Arfa sedikit tersentak melihat Bella datang bersama Agus, pandangannya bertemu dengan kedua bola mata teduh Bella, perempuan itu menggigit bibir bawahnya seperti tengah menahan nyeri.
“Maaf Pak, membuat menunggu. Karena tadi ada insiden kecil yang membuat saya dan Bella datang sedikit terlambat,” terang Agus membawa tumpukan berkas itu ke hadapan Arfa, dan meletakkannya di meja.
“Apa yang terjadi?” tanya Arfa dengan datar. Namun, pandangannya tetap mengarah pada langkah kaki Bella yang sedikit pincang saat hendak duduk di kursi.
“Tadi Bella terjatuh, jadi berkasnya pun ikut berantakan. Karena dia keseleo saya membantunya.”
“Ceroboh!” maki Arfa membuat Bella menunduk meremas kedua tangannya yang terasa dingin. Bukan hanya kakinya yang terasa perih. Namun, perutnya pun ikut meronta, tadi pagi ia lupa sarapan, sampainya di kantor ia langsung disibukkan dengan setumpuk pekerjaan. Hingga kini menjelang jam makan siang pun dirinya masih harus ikut meeting.
Arfa membuka berkas di hadapannya, sedetik kemudian ia memejamkan kedua matanya, kala melihat berkas di dalamnya sudah berantakan. Bahkan ia sampai berdecak kecil. Matanya memandang ke arah Bella dengan tajam. Namun, perempuan itu tak berani menatapnya balik, Bella meringis menyadari bahwa ia pasti akan kena marah.
Dan siang itu terjadi kegemaran di ruang meeting. Arfa memecat beberapa staf yang terlibat penggelapan dana perusahaan yang masuk ke rekening pribadi.

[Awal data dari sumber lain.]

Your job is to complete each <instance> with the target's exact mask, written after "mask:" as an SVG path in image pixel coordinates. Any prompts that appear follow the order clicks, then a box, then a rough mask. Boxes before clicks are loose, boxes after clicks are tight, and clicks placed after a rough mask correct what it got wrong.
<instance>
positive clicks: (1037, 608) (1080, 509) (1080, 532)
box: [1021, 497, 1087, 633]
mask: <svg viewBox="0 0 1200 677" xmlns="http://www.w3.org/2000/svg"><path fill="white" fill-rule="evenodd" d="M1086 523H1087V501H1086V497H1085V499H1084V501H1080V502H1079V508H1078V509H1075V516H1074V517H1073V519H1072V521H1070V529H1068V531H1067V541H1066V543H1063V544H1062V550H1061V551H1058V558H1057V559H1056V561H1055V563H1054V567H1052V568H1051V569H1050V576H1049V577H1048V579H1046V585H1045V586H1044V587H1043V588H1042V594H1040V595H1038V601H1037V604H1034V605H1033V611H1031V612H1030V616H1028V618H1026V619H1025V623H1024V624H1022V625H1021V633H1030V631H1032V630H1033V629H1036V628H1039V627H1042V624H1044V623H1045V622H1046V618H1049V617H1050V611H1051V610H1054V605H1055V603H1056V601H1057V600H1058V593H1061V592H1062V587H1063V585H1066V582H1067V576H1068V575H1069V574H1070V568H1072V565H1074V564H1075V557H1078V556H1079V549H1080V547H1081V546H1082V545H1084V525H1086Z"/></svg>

“Gila, semua benar-benar gila. Asli aku tidak menyangka,” sungut Bella ketika berada di kantin kantor, bergabung dengan Sima, Bakti dan Dimas yang hendak makan siang. Bella masih tidak menyangka akan sikap Arfa tadi saat meeting berlangsung, lelaki itu menindak tegas kasus penggelapan dan perusahaan. Hingga nyaris semua staf pun tak dapat berkutik selain mengakui perbuatannya.
“Sabar-sabar Bell. Lebih baik kamu makan dulu, orang ngomel itu juga butuh tenaga.” Sima menyodorkan satu piring menu andalan kantin kantor itu pada sahabatnya itu. Setelahnya Bella tak menyia-nyiakan kesempatan untuk mengisi perutnya yang sejak tadi memang meronta untuk segera diisi. Ia langsung menyendokkan makanan ke ke dalam mulutnya satu sendok penuh, hingga membuat mulutnya monyong akibat banyaknya makanan yang ia kunyah. Ketiga temannya bahkan sampai melongo melihat tingkah makan Bella yang tak seperti biasanya, tak ada anggun-angunnya.

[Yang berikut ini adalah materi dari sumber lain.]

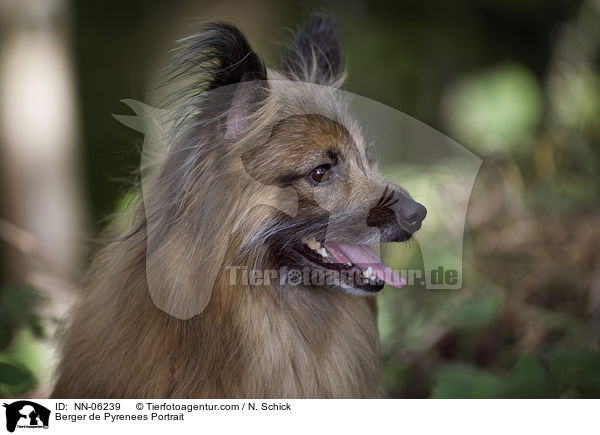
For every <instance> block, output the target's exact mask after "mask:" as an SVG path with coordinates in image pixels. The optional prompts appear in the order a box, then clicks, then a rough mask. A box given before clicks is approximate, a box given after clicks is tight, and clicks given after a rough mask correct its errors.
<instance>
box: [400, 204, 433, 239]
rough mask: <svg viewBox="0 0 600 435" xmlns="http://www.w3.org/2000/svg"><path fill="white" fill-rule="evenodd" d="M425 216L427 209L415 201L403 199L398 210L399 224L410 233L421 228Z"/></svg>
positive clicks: (411, 232) (423, 206)
mask: <svg viewBox="0 0 600 435" xmlns="http://www.w3.org/2000/svg"><path fill="white" fill-rule="evenodd" d="M425 216H427V209H426V208H425V207H424V206H423V205H422V204H419V203H418V202H416V201H413V200H408V201H405V202H404V203H403V204H402V205H401V206H400V209H399V210H398V218H399V220H400V224H401V225H402V226H403V227H404V229H406V230H407V231H408V232H410V233H414V232H415V231H418V230H419V228H421V223H423V220H424V219H425Z"/></svg>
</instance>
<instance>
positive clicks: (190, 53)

Bakti tersenyum menatap Bella yang sedang makan sesekali akan kembali mengomel perihal apa yang terjadi tadi di ruang meeting.
“Ti, kenapa malah tersenyum? Senang banget kayaknya lihat aku menderita seperti ini," omel Bella pada Dimas yang sejak dulu paling suka carper padanya.
“Aku cuma lagi melihat bidadari cantik marah-marah sambil makan. Marah aja cantik, apalagi kalau tersenyum,” rayu Bakti.